Tuesday, June 29, 2004

Pastor Valle-Garay, Former Consul General of Nicaragua in Canada (1979-1988) for the Sandinista government: Negroponte `looked the other way'

""Exquisitely dangerous" indeed. Duncan Campbell's account of John Dimitri Negroponte's tenure as United States Ambassador to Honduras (1981-1985) during the Contra war against the Sandinista government of Nicaragua, is certainly a premonition of what Iraq can expect.
In Central America, Negroponte left a trail of blood. In the '80s more than 200,000 people were killed in Nicaragua, El Salvador, Honduras and Guatemala as a result of President Ronald Reagan's support of brutal military regimes in the area.
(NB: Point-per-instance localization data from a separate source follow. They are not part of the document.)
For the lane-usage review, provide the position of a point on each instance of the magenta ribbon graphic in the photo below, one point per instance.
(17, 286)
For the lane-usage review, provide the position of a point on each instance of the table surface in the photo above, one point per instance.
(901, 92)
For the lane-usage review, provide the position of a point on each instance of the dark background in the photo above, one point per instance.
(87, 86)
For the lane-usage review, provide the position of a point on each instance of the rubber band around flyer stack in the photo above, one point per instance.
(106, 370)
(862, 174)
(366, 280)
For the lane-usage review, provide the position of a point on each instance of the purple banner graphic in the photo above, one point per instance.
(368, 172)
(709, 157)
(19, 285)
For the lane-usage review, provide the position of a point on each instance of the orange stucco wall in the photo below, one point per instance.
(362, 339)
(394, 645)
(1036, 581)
More than 3 million fled the violence sponsored by Reagan, and continued by former President George H. W. Bush.
Negroponte's role was that of a White House policy enforcer. In the process, he violated the U.S. Congress ban on aid to the Contra forces. U.S. government documents show that Negroponte, who was at the helm of what was then commonly known as the USS Honduras as a result of the massive U.S. military build- up of that impoverished nation, and Vice-President Bush elaborated a plan to funnel Contra aid money through the Honduran government.
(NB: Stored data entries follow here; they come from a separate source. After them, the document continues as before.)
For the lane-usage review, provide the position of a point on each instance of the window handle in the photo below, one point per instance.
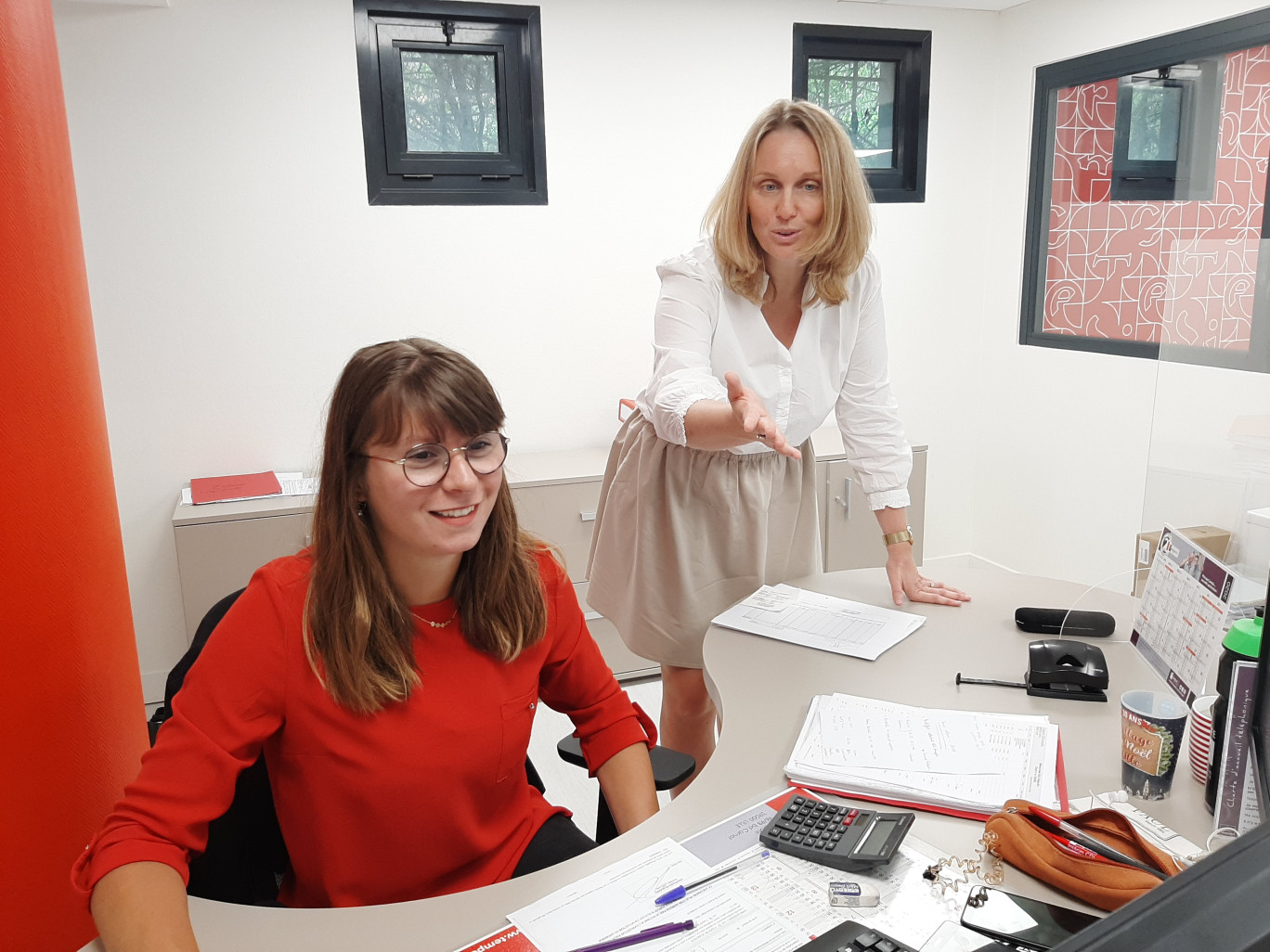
(845, 499)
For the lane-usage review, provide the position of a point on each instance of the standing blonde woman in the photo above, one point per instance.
(759, 331)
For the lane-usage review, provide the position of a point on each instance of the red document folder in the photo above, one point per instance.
(224, 489)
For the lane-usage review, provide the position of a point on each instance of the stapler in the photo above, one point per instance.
(1075, 670)
(1067, 669)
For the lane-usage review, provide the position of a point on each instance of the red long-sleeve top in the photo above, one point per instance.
(424, 797)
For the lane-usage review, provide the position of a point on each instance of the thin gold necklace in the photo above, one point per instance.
(442, 624)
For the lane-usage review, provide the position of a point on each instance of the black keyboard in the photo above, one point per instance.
(858, 937)
(853, 937)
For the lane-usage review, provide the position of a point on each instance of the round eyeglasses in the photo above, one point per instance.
(425, 465)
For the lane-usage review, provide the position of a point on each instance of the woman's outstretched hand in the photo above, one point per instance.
(907, 580)
(752, 417)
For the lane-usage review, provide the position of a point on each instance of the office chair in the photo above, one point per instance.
(245, 857)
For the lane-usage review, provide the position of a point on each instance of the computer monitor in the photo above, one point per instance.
(1217, 906)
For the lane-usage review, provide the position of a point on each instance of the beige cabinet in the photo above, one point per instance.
(849, 530)
(220, 545)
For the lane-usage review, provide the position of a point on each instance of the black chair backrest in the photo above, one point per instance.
(245, 855)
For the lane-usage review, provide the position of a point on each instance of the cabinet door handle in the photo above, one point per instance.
(845, 499)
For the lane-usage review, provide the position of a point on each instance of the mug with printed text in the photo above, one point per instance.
(1151, 741)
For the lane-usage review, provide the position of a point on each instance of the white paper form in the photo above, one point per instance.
(1024, 747)
(799, 892)
(882, 735)
(1181, 620)
(820, 621)
(618, 901)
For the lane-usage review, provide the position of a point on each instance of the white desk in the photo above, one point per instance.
(762, 688)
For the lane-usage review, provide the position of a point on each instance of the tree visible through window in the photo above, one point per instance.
(862, 96)
(876, 83)
(451, 102)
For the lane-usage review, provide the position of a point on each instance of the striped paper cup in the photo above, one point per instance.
(1201, 737)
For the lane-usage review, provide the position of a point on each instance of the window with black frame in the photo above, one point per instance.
(876, 83)
(451, 102)
(1147, 233)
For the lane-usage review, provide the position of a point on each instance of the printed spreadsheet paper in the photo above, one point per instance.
(618, 901)
(1181, 618)
(780, 887)
(820, 621)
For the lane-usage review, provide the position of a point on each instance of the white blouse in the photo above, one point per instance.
(837, 361)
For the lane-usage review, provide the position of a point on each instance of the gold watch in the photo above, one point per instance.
(890, 538)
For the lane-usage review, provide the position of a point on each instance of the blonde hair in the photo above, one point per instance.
(358, 632)
(845, 228)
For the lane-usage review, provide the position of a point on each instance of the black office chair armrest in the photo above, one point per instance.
(669, 769)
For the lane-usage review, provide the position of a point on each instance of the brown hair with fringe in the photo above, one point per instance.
(845, 230)
(357, 628)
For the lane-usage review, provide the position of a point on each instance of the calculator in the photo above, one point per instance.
(841, 837)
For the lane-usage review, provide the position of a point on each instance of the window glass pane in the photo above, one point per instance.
(1153, 122)
(451, 102)
(862, 96)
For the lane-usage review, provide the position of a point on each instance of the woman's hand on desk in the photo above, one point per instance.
(907, 580)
Negroponte also befriended some of the most sadistic graduates of the U.S. School of the Americas. Known throughout Latin America as the School of Assassins, the U.S. army training centre produced Honduran Chief of the Armed Forces Gustavo Alvarez Martinez, accused of atrocities against civilians and General Luis Alonso Discua, founder of Battalion 3-61, a military death squad, legendary for its brutal torture and killing methods.
Both generals would later acknowledge that Negroponte sanctioned their terrorist actions against captured Sandinista soldiers, Salvadoran refugees, and Honduran civilians suspected of being Communist sympathizers. In 1983 Reagan awarded Alvarez the Legion of Merit for "encouraging the success of democratic processes in Honduras." The Honduran Commission on Human Rights accused Negroponte himself of human rights violations.
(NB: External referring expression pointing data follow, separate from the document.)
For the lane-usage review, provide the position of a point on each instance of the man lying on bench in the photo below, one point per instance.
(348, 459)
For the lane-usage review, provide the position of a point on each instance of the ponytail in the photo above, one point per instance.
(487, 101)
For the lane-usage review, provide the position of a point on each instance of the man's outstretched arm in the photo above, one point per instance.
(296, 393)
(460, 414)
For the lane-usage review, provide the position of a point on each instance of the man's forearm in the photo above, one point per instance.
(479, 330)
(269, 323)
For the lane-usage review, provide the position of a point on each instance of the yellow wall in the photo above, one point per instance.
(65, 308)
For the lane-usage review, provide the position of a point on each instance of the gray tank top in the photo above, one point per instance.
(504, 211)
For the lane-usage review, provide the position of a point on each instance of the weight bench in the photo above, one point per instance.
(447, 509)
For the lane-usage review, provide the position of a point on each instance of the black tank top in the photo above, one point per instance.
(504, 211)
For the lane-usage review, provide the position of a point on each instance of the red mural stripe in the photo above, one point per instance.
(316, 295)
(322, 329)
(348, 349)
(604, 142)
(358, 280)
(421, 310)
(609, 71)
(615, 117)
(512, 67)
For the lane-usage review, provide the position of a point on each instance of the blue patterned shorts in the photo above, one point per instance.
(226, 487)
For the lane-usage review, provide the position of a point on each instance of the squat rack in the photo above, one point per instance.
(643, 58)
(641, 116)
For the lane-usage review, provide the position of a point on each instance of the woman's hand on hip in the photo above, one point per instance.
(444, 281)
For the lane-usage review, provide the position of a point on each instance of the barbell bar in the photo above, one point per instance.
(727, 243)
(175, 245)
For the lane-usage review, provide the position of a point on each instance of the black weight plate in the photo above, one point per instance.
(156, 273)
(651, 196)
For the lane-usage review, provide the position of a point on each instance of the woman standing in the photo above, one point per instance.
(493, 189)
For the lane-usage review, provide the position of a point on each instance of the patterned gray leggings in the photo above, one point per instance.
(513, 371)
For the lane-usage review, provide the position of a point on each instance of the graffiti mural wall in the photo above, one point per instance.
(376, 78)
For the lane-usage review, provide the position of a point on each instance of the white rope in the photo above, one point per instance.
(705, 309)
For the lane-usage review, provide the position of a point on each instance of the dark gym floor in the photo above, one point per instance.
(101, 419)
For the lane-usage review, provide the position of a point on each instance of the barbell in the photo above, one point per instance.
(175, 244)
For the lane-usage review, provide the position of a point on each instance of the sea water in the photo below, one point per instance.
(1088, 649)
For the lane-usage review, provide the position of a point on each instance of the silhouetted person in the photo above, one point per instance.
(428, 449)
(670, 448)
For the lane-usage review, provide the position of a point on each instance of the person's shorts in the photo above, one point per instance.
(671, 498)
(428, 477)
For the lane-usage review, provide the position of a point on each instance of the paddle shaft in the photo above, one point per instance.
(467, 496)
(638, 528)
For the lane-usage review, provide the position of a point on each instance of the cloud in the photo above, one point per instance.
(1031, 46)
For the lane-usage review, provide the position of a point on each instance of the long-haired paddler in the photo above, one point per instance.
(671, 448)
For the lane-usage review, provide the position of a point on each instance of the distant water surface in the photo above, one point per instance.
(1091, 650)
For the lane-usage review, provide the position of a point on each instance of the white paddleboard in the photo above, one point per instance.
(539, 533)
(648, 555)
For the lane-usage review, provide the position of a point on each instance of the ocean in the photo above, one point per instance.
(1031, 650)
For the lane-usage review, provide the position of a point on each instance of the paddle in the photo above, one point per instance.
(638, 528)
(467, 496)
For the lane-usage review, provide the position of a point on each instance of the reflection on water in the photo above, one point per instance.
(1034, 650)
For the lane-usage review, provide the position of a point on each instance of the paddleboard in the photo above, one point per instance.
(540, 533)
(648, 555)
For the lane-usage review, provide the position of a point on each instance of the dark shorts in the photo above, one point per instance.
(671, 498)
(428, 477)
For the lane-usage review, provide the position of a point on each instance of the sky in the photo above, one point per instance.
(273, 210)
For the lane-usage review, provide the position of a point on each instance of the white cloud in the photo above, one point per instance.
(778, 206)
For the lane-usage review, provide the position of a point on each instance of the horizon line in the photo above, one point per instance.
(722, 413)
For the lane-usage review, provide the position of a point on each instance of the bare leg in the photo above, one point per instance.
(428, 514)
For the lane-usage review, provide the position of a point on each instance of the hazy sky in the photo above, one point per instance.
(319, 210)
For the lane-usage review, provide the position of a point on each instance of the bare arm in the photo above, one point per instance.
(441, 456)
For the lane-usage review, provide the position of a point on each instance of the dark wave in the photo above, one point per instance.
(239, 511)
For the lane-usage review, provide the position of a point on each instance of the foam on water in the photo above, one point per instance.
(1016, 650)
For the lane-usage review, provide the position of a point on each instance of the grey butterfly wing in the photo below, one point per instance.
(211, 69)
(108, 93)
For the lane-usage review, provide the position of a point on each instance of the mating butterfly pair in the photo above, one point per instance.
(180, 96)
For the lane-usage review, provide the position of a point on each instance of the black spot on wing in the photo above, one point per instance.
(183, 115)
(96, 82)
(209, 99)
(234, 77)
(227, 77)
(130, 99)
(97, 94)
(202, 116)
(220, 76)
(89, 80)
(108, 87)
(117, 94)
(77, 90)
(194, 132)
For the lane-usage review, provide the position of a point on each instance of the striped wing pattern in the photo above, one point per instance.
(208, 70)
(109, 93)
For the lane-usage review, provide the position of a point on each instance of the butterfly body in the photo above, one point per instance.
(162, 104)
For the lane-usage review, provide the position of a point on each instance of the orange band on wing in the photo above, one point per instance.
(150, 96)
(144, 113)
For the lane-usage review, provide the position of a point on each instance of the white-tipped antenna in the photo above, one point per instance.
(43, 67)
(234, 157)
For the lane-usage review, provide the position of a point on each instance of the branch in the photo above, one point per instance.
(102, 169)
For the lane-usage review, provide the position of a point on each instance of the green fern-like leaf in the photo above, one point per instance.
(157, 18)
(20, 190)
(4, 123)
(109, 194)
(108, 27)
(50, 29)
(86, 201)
Although Negroponte was generally considered a pivotal Machiavellian character in Central America's bloodbath, he would eventually testify before a U.S. Congressional hearing that he was unaware of any human rights' violations when he served as U.S Ambassador in Honduras. Not unlike today's official White House position disavowing prisoners' torture in Guantanamo and Iraq.
It certainly appears that his Central American résumé eminently qualifies Negroponte for the post of U.S. Ambassador to Iraq. It is doubtful however that he will fare as well in the Middle East.
While both Tegucigalpa and Baghdad were turned into armed fortresses by the U.S. government, there was no insurgency in Honduras. Negroponte was relatively safe to do as he pleased. Iraq is a different story, a far cry from the exquisitely dangerous times Negroponte spent in Central America. In Iraq, he would be well advised not to look the other way."